PORTLAND, Ore. — Engine problems forced an Alaska Airlines jet heading for Seattle to make an emergency landing in Portland.

There were no injuries and the Boeing 737 landed safely at Portland International Airport about 10 a.m. Friday with emergency crews lining the runway, officials said.

Alaska’s Flight 385 was en route from Sacramento, Calif., to Seattle when it developed engine trouble. There were no details released on what went wrong or the extent of the problem.

Passenger Mike Isbutt says none of the passengers knew there was a problem until the pilot told them they had to make an unscheduled landing.

Isbutt said the pilot warned passengers that they would see lots of firetrucks but said everything was under control.

  • Company plants flags in Northwest: Enchanted Parks, a locally owned amusement park between Seattle and Tacoma, has been sold to Six Flags Inc. for $19.3 million. The price is more than double the $8 million that Enchanted Parks chief executive Jeff Stock paid for it in 1992. Enchanted Parks, which includes a water park and an amusement park, was first opened in 1977. It was unclear whether the sale would affect plans to add two roller coasters.

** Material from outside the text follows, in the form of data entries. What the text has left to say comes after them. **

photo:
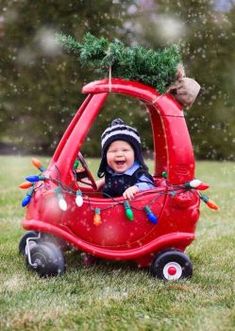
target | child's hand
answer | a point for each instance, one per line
(130, 192)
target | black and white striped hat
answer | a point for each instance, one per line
(118, 130)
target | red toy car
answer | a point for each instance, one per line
(152, 230)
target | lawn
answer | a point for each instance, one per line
(116, 296)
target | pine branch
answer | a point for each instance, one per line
(155, 68)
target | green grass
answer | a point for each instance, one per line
(115, 296)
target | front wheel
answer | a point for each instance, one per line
(46, 259)
(23, 241)
(171, 265)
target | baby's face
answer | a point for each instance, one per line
(120, 156)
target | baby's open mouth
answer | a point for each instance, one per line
(119, 162)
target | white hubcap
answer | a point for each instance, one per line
(172, 271)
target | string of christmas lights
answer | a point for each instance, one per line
(61, 190)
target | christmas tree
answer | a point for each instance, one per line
(154, 68)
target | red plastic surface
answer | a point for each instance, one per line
(116, 237)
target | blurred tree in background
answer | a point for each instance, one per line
(40, 85)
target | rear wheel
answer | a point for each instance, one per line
(171, 265)
(46, 259)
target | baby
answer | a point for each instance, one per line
(122, 164)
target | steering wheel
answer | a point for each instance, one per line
(85, 173)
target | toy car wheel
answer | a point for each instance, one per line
(22, 243)
(46, 259)
(171, 265)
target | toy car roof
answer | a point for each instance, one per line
(173, 152)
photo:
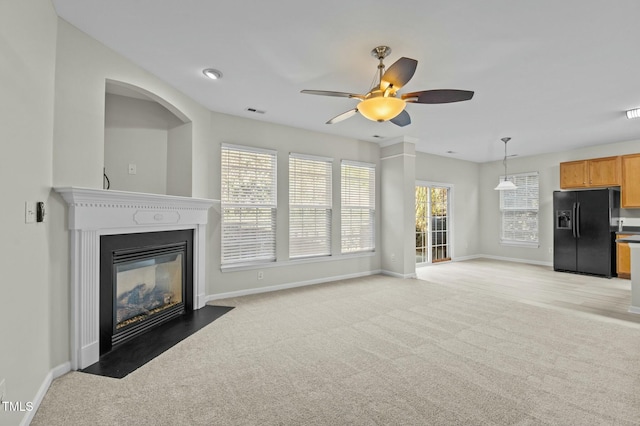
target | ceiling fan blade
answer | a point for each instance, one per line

  • Man killed in police standoff: Deputies shot and killed an apparently suicidal man who brandished a pistol during a Thursday night standoff, Whitman County Sheriff Steve Tomson said Friday. Three deputies fired simultaneously when they thought Chester Eugene Hunt, 26, raised the weapon to fire at them from the bed of his pickup about eight miles south of Pullman on Highway 195, the sheriff said. Whitman County dispatchers had received a report earlier in the evening that Hunt had left the Lewiston-Clarkston area armed with two handguns and was possibly suicidal, Tomson said.

  • Look before you leap: A prisoner being transferred from the Queen Charlotte Islands to the mainland jumped out of a floatplane nearly 5,000 feet over Hecate Strait, Royal Canadian Mounted Police said. Constable Dan Alexcee said he’s not sure whether the prisoner, Don Bigg, 46, was wearing a parachute when he leaped from the plane Thursday more than 30 miles from this northern British Columbia coastal town. "I don’t believe so, but I can’t comment," Alexcee said. Police did not release what charges Bigg faced. No trace of him was found in a search of the waters in the area, about 500 miles northwest of Vancouver.